Nie wiedziałam czego on ode mnie chciał. Bo przecież po co miałby spędzać ze mną tutaj czas, znając mnie ledwie dzień, skoro mógł posiedzieć u siebie albo pojechać do swoich przyjaciół, bo z pewnością jakichś miał?
    Nastąpiła między nami cisza.
Po głowie chodziła mi jedna myśl.
Niewiele myśląc, spojrzałam w stronę mieszkania tajemniczego szatyna.
Ku mojemu zdziwieniu, gdy zerknęłam w kierunku jego okna, żaluzja była opuszczona. Dziwne... Czyżby zauważył Petera? Może się go bał?
    - Znasz się z tym chłopakiem z naprzeciwka? - wypaliłam, gryząc się w język.
    - Z nim? - wskazał palcem w kierunku chłopaka. - To długa historia, ale tak - westchnął, ale nie ujrzałam w nim żadnej skruchy. Pojawiła się natomiast pogarda, złość i żal. - Chodziliśmy kiedyś do tej samej klasy w podstawówce, jednak on postanowił ją opuścić w wieku dwunastu lat. Zmienił się od tamtego czasu, urwał kontakt z każdą możliwą osobą, w tym ze mną. Mimo że był tak młody, wychowywał się praktycznie sam... Jego tata pił, a mama korzystała z życia i często spędzała czas w klubach. Gdy wracała... - tutaj urwał i zaciągnął się głęboko nikotyną, pokręcił z bólem głową, przymykając powieki. Nie musiał dokańczać, byłam dobra w łączeniu faktów, więc łatwo się domyśliłam, boże, pomyślałam. - Kiedy czasem się z nim widywałem, często nosił okulary przeciwsłoneczne, a gdy pytałem po co mu one, zawsze odpowiadał: „Słońce dziś mocno świeci", ale ja wiedziałem, że ma to się nijak do słońca... - wziął kolejny buch i kontynuował. - Gdy skończył dziewiętnaście lat, jego matka wyjechała i wzięła rozwód, natomiast ojciec wyszedł z odwyku i zaczął życie na nowo. Założył nawet firmę „Faceless Business" - uśmiechnął się lekko na to wspomnienie. - Mój tata był jego wspólnikiem - uniósł głowę i spojrzał mi w oczy. - Nasi ojcowie pracowali razem. Niestety, na jednej z imprez firmowych, jego tata zapomniał się i wypił kieliszek wódki.
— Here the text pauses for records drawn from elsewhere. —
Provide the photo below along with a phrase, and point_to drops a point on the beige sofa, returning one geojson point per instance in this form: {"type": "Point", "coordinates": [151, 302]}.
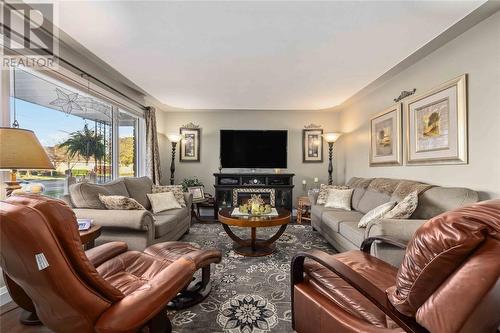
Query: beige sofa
{"type": "Point", "coordinates": [340, 227]}
{"type": "Point", "coordinates": [138, 228]}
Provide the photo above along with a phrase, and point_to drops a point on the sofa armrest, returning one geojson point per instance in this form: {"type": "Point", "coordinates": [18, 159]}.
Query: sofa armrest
{"type": "Point", "coordinates": [188, 198]}
{"type": "Point", "coordinates": [313, 197]}
{"type": "Point", "coordinates": [402, 229]}
{"type": "Point", "coordinates": [126, 219]}
{"type": "Point", "coordinates": [364, 286]}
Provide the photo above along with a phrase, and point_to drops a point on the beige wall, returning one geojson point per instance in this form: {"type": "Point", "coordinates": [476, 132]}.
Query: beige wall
{"type": "Point", "coordinates": [475, 52]}
{"type": "Point", "coordinates": [212, 121]}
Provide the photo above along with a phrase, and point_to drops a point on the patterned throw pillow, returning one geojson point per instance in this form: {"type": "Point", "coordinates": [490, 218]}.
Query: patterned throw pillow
{"type": "Point", "coordinates": [323, 192]}
{"type": "Point", "coordinates": [120, 202]}
{"type": "Point", "coordinates": [339, 198]}
{"type": "Point", "coordinates": [176, 189]}
{"type": "Point", "coordinates": [163, 201]}
{"type": "Point", "coordinates": [376, 214]}
{"type": "Point", "coordinates": [404, 208]}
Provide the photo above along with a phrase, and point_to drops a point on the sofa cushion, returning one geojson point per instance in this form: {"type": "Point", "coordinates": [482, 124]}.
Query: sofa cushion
{"type": "Point", "coordinates": [318, 210]}
{"type": "Point", "coordinates": [359, 185]}
{"type": "Point", "coordinates": [376, 214]}
{"type": "Point", "coordinates": [86, 195]}
{"type": "Point", "coordinates": [351, 231]}
{"type": "Point", "coordinates": [438, 200]}
{"type": "Point", "coordinates": [404, 208]}
{"type": "Point", "coordinates": [119, 202]}
{"type": "Point", "coordinates": [372, 199]}
{"type": "Point", "coordinates": [161, 202]}
{"type": "Point", "coordinates": [333, 218]}
{"type": "Point", "coordinates": [357, 194]}
{"type": "Point", "coordinates": [164, 224]}
{"type": "Point", "coordinates": [175, 189]}
{"type": "Point", "coordinates": [181, 213]}
{"type": "Point", "coordinates": [324, 192]}
{"type": "Point", "coordinates": [139, 187]}
{"type": "Point", "coordinates": [338, 198]}
{"type": "Point", "coordinates": [381, 274]}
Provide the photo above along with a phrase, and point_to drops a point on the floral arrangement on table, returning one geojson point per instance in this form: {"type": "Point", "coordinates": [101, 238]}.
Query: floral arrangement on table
{"type": "Point", "coordinates": [190, 182]}
{"type": "Point", "coordinates": [255, 206]}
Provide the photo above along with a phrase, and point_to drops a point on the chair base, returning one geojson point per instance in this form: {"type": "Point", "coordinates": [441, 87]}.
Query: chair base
{"type": "Point", "coordinates": [160, 323]}
{"type": "Point", "coordinates": [29, 318]}
{"type": "Point", "coordinates": [194, 293]}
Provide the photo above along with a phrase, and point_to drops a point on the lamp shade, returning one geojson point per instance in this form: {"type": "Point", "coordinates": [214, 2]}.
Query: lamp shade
{"type": "Point", "coordinates": [174, 137]}
{"type": "Point", "coordinates": [331, 137]}
{"type": "Point", "coordinates": [20, 149]}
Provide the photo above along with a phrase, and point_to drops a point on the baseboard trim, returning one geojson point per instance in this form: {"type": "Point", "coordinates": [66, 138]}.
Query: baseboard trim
{"type": "Point", "coordinates": [4, 296]}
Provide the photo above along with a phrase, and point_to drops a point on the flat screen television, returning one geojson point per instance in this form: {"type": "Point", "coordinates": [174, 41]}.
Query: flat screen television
{"type": "Point", "coordinates": [253, 149]}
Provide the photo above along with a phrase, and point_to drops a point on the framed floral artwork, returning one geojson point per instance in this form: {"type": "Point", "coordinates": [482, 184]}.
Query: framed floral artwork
{"type": "Point", "coordinates": [437, 125]}
{"type": "Point", "coordinates": [190, 144]}
{"type": "Point", "coordinates": [312, 145]}
{"type": "Point", "coordinates": [386, 138]}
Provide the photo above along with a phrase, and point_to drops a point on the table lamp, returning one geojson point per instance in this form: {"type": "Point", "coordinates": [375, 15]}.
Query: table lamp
{"type": "Point", "coordinates": [174, 139]}
{"type": "Point", "coordinates": [20, 149]}
{"type": "Point", "coordinates": [330, 138]}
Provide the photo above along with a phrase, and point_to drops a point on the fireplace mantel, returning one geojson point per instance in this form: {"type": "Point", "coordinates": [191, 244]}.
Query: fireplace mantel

Nie pytaj się jak to się skończyło - spojrzał gdzieś w bok i się zamyślił. - W skrócie, firma poszła się jebać, jego stary wrócił do nałogu, zostawił mojego z całą firmą i zniknął. Nie było z nim żadnego kontaktu, rozumiesz? Ani z nim, ani z... - rzucił okiem w kierunku okna szatyna. - Koniec bajki. Dziękuję za fajkę, chyba już się będę zbierał.
Nie nalegałam by został, już i tak się nasłuchałam, próbując przyswoić każde zdanie.
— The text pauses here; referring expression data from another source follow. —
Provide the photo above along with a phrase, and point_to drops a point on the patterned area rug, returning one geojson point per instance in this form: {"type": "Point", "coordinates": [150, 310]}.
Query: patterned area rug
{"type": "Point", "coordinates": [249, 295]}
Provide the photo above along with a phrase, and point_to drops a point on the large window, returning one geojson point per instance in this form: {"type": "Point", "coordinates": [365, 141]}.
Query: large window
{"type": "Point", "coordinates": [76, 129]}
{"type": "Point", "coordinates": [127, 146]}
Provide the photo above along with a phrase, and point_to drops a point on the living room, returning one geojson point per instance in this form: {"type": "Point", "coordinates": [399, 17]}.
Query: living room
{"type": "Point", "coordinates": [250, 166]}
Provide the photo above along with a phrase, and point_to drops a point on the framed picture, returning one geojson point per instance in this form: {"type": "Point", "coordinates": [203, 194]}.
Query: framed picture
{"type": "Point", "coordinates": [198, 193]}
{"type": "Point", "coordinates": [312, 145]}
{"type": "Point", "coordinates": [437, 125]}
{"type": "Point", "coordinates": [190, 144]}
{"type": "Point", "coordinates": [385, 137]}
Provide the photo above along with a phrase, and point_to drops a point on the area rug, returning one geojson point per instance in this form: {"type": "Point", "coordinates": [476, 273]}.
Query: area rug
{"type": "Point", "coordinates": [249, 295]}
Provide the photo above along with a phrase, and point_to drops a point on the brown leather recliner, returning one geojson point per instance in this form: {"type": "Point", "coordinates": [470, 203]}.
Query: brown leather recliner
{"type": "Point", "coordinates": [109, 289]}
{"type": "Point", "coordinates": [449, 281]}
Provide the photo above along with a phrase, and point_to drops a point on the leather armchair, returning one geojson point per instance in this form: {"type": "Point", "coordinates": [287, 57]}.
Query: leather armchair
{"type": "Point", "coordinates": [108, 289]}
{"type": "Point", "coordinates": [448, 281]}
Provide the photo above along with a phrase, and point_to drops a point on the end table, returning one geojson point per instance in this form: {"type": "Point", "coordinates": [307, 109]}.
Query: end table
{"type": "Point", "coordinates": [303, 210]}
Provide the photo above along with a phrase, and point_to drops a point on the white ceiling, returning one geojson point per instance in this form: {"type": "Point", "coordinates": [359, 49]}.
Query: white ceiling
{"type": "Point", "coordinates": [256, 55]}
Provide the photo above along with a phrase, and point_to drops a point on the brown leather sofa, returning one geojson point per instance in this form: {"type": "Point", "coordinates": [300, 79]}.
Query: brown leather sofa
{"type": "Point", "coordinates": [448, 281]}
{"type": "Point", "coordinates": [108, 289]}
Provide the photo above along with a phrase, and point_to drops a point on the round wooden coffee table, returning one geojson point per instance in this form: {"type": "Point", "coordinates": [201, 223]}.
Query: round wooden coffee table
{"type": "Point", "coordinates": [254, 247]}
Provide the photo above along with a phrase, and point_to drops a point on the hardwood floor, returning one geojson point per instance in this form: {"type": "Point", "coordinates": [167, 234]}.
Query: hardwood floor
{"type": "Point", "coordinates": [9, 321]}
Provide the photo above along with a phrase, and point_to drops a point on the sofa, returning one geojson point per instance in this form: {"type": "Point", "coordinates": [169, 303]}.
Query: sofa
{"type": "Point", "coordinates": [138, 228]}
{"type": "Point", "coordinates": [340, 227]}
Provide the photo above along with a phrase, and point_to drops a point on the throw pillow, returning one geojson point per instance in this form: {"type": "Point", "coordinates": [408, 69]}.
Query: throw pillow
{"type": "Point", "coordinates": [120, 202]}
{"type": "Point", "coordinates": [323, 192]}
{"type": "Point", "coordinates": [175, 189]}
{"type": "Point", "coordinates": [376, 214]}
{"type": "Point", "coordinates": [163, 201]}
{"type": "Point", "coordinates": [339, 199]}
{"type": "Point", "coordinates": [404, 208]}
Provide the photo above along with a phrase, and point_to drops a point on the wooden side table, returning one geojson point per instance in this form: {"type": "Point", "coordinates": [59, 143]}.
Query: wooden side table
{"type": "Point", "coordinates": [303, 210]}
Jego tata był alkoholikiem? On rzucił szkołę w wieku dwunastu lat? Co się teraz działo z jego mamą? Czy ja dzisiaj w ogóle zasnę? Korciło mnie tylko jedno pytanie...
    - Dlaczego w ogóle mi to wszystko powiedziałeś? Nie jesteś mi winien żadnych wyjaśnień - zaczęłam, gdy chłopak stanął w progu moich drzwi. Spojrzał na mnie z konsternacją.
    - Najwyraźniej uznałem, że powinienem - uśmiechnął się delikatnie, otworzył drzwi balkonowe i wyszedł z mojego mieszkania.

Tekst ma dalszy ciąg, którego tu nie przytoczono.